According to Business Insider, a number of leisure activities were technically unbanned under Alert Level 3 of SA’s lockdown late on Thursday night, but in a way that still makes it illegal for establishments to actually open their doors.
Co-operative governance and traditional affairs minister Nkosazana Dlamini-Zuma gazetted a set of amendments to the primary rules that govern lockdown which came into immediate effect as of Thursday, even though they were published after 23:00.
Those amendments create new exceptions to the otherwise blanket ban on gatherings for conferences, casinos, cinemas, restaurants, and museums and libraries.
But in each case gatherings are allowed only under adherence to sector-specific safety protocols, which have not yet been published for any of those sectors, making it impossible to comply.
Only salons and tattoo parlours have had such rules released since President Cyril Ramaphosa announced the plan to further relax lockdown restrictions.
According to Business Insider, the late-night amendments say that conferences “restricted to business purposes” may take place, and cinemas and theatres may open, as long as all host no more than 50 people at a time.
Casinos do not have such an absolute limit on visitors.
Instead their patrons must stay 1.5 metres away from one another, while the regulations also impose “a restriction on the number of persons allowed in the casino to not more than 50 percent of the available floor space”.
Just why casinos must close off half their floor space to customers, rather than spreading them across the entire available area, is not explained.
That percentage limit, the new regulations say, may be increased.
Restaurants – and museums, galleries, libraries, and archives – get neither a hard limit not any mention of floorspace percentages; gatherings there are to be controlled entirely by another set of regulations that must be issued for that purpose.

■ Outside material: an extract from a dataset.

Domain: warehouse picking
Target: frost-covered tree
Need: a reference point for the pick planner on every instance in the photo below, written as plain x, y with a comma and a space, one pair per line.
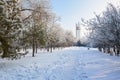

All the sectors are enjoined to “strict adherence to all health protocols and social distancing measures as provided for in directions that must be issued” by their respective cabinet ministers, after consultation with health minister Zwelini Mkhize.
Shortly after publication of the amendments, the Restaurant Association of SA told members it considered the new rules “vague” and as passing the buck. It promised that its attorneys would be “requesting the immediate release of these directions” that would allow sit-down restaurants to open their doors.